The Offices of Inspector General (OIGs) found that the majority (63%) of FBI and HSI Southwest border agents did not encounter cooperation failures, and agents reported that task forces improved cooperation and allowed for increased collaboration between the FBI and HSI. However, of the 37% of agents who did experience cooperation failures, 87% reported at least one negative impact as a result, such as loss of trust, unnecessarily prolonged investigations, and failure to gather evidence or apprehend a target.
The report identified several factors that may have contributed to these cooperation failures, including:
• The FBI and HSI had inconsistent practices, lacked specific policies, and many agents were unaware of requirements related to deconfliction.
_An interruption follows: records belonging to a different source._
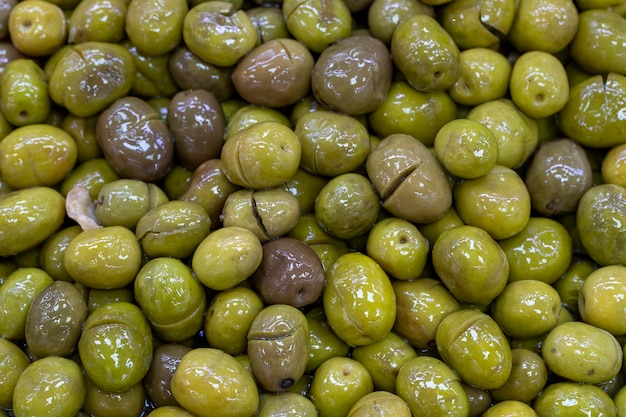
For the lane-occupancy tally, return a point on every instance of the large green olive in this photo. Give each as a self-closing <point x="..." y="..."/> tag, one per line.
<point x="337" y="385"/>
<point x="600" y="222"/>
<point x="17" y="293"/>
<point x="37" y="155"/>
<point x="359" y="300"/>
<point x="581" y="352"/>
<point x="471" y="264"/>
<point x="211" y="383"/>
<point x="90" y="76"/>
<point x="431" y="388"/>
<point x="103" y="258"/>
<point x="171" y="297"/>
<point x="229" y="317"/>
<point x="55" y="320"/>
<point x="28" y="217"/>
<point x="174" y="228"/>
<point x="278" y="346"/>
<point x="115" y="346"/>
<point x="473" y="344"/>
<point x="13" y="361"/>
<point x="51" y="386"/>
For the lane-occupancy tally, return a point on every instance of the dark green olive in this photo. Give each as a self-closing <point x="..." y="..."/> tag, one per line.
<point x="278" y="347"/>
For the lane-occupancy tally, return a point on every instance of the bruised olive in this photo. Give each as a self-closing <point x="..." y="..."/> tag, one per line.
<point x="409" y="179"/>
<point x="158" y="380"/>
<point x="353" y="76"/>
<point x="278" y="346"/>
<point x="274" y="74"/>
<point x="290" y="273"/>
<point x="135" y="140"/>
<point x="197" y="122"/>
<point x="55" y="320"/>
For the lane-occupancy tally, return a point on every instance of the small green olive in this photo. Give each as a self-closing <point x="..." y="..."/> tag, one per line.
<point x="278" y="346"/>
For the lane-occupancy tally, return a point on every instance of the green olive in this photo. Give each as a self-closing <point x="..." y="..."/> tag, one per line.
<point x="473" y="345"/>
<point x="51" y="386"/>
<point x="37" y="155"/>
<point x="359" y="301"/>
<point x="229" y="317"/>
<point x="278" y="346"/>
<point x="431" y="388"/>
<point x="384" y="359"/>
<point x="17" y="293"/>
<point x="115" y="346"/>
<point x="103" y="258"/>
<point x="28" y="217"/>
<point x="471" y="264"/>
<point x="211" y="383"/>
<point x="226" y="257"/>
<point x="13" y="362"/>
<point x="337" y="385"/>
<point x="581" y="352"/>
<point x="174" y="228"/>
<point x="171" y="297"/>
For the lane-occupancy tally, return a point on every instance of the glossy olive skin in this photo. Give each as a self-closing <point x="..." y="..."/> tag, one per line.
<point x="529" y="376"/>
<point x="384" y="359"/>
<point x="135" y="141"/>
<point x="418" y="195"/>
<point x="431" y="388"/>
<point x="268" y="213"/>
<point x="290" y="273"/>
<point x="155" y="27"/>
<point x="172" y="299"/>
<point x="471" y="264"/>
<point x="37" y="155"/>
<point x="103" y="258"/>
<point x="115" y="346"/>
<point x="581" y="352"/>
<point x="209" y="188"/>
<point x="278" y="347"/>
<point x="190" y="72"/>
<point x="462" y="339"/>
<point x="55" y="320"/>
<point x="359" y="301"/>
<point x="209" y="382"/>
<point x="353" y="76"/>
<point x="13" y="361"/>
<point x="175" y="228"/>
<point x="275" y="74"/>
<point x="28" y="217"/>
<point x="337" y="385"/>
<point x="600" y="224"/>
<point x="51" y="386"/>
<point x="347" y="206"/>
<point x="591" y="115"/>
<point x="124" y="202"/>
<point x="564" y="398"/>
<point x="553" y="187"/>
<point x="197" y="122"/>
<point x="421" y="305"/>
<point x="425" y="53"/>
<point x="206" y="26"/>
<point x="24" y="92"/>
<point x="77" y="80"/>
<point x="229" y="317"/>
<point x="158" y="380"/>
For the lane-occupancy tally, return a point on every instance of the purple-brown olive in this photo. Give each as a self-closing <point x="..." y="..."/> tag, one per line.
<point x="135" y="141"/>
<point x="197" y="122"/>
<point x="290" y="273"/>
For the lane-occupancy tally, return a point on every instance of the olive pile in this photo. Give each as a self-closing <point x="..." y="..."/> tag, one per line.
<point x="334" y="208"/>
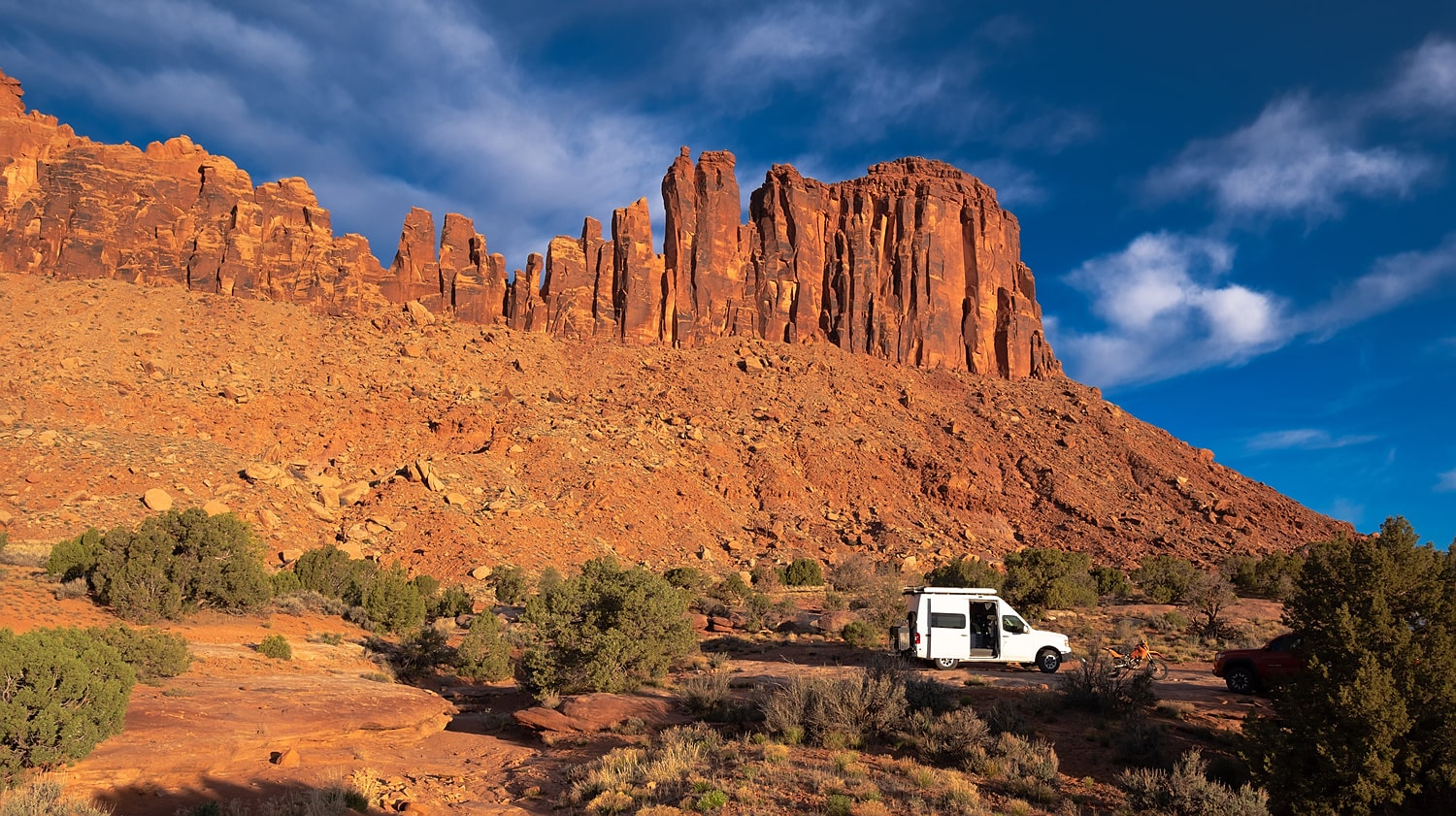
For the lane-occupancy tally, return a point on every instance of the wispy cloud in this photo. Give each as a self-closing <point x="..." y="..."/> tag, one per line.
<point x="1168" y="311"/>
<point x="1392" y="281"/>
<point x="1347" y="509"/>
<point x="1446" y="480"/>
<point x="1295" y="160"/>
<point x="1305" y="440"/>
<point x="381" y="105"/>
<point x="1168" y="308"/>
<point x="1016" y="186"/>
<point x="1427" y="82"/>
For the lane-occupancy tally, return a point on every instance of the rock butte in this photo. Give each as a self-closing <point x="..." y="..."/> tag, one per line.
<point x="914" y="262"/>
<point x="695" y="407"/>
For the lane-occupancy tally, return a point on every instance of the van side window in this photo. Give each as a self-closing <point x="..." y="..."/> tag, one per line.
<point x="946" y="620"/>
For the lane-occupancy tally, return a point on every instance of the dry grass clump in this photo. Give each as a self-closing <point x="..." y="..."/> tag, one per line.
<point x="836" y="711"/>
<point x="1188" y="792"/>
<point x="661" y="774"/>
<point x="46" y="798"/>
<point x="1094" y="685"/>
<point x="945" y="739"/>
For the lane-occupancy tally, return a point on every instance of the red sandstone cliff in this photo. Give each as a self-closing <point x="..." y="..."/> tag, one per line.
<point x="914" y="262"/>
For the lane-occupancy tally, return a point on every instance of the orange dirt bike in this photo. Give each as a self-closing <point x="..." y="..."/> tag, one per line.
<point x="1141" y="659"/>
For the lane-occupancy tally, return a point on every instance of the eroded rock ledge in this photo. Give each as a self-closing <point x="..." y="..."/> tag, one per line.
<point x="916" y="262"/>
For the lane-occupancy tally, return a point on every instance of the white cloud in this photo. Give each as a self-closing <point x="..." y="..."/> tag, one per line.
<point x="1295" y="162"/>
<point x="1305" y="438"/>
<point x="783" y="44"/>
<point x="1446" y="480"/>
<point x="381" y="105"/>
<point x="1392" y="281"/>
<point x="1347" y="509"/>
<point x="1168" y="313"/>
<point x="1427" y="82"/>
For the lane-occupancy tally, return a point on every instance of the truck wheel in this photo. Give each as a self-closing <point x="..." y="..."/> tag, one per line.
<point x="1048" y="661"/>
<point x="1241" y="679"/>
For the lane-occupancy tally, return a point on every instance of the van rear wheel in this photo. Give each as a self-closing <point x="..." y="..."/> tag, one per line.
<point x="1048" y="661"/>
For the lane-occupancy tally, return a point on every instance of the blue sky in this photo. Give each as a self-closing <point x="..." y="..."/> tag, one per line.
<point x="1240" y="214"/>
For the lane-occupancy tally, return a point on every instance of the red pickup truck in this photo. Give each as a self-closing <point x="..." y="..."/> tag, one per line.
<point x="1246" y="670"/>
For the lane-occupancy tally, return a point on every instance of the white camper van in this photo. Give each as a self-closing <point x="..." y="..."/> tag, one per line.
<point x="949" y="626"/>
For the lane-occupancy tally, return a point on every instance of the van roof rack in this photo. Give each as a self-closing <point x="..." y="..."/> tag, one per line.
<point x="951" y="589"/>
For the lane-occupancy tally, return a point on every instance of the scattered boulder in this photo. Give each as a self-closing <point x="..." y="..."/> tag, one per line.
<point x="157" y="499"/>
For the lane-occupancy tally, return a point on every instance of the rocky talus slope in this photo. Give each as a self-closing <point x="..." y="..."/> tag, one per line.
<point x="858" y="369"/>
<point x="451" y="445"/>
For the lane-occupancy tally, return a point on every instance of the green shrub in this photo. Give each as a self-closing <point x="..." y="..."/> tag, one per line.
<point x="151" y="655"/>
<point x="760" y="612"/>
<point x="853" y="574"/>
<point x="711" y="800"/>
<point x="861" y="636"/>
<point x="277" y="647"/>
<point x="427" y="585"/>
<point x="1025" y="760"/>
<point x="46" y="798"/>
<point x="1272" y="576"/>
<point x="1369" y="726"/>
<point x="1141" y="743"/>
<point x="483" y="655"/>
<point x="839" y="710"/>
<point x="510" y="583"/>
<point x="1042" y="577"/>
<point x="687" y="577"/>
<point x="331" y="571"/>
<point x="549" y="579"/>
<point x="966" y="571"/>
<point x="946" y="737"/>
<point x="177" y="562"/>
<point x="284" y="582"/>
<point x="421" y="652"/>
<point x="451" y="603"/>
<point x="61" y="693"/>
<point x="928" y="694"/>
<point x="804" y="571"/>
<point x="1187" y="792"/>
<point x="766" y="577"/>
<point x="1094" y="685"/>
<point x="1167" y="579"/>
<point x="76" y="557"/>
<point x="605" y="630"/>
<point x="705" y="694"/>
<point x="392" y="601"/>
<point x="731" y="589"/>
<point x="1111" y="582"/>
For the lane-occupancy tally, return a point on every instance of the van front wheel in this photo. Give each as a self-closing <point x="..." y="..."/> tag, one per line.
<point x="1048" y="661"/>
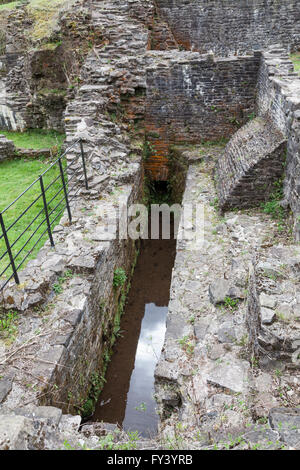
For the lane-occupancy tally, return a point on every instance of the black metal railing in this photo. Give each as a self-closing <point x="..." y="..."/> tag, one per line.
<point x="44" y="221"/>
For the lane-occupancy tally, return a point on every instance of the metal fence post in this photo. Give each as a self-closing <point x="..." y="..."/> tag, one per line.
<point x="11" y="258"/>
<point x="83" y="163"/>
<point x="46" y="211"/>
<point x="65" y="189"/>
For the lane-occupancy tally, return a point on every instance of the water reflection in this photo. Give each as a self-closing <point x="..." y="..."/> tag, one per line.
<point x="140" y="404"/>
<point x="127" y="397"/>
In February 2019, ICE issued an agency-specific deconfliction policy that may result in improvements.
• Many agents did not understand the other agency’s mission and authorities and did not trust the other agency or its personnel.
• DOJ and DHS do not have a memorandum of understanding related to cooperation on the Southwest border.
The DOJ OIG and DHS OIG made five recommendations to the FBI and HSI to address these cooperation challenges. The FBI agreed with all five recommendations. HSI agreed with three of the recommendations and did not concur with two of them.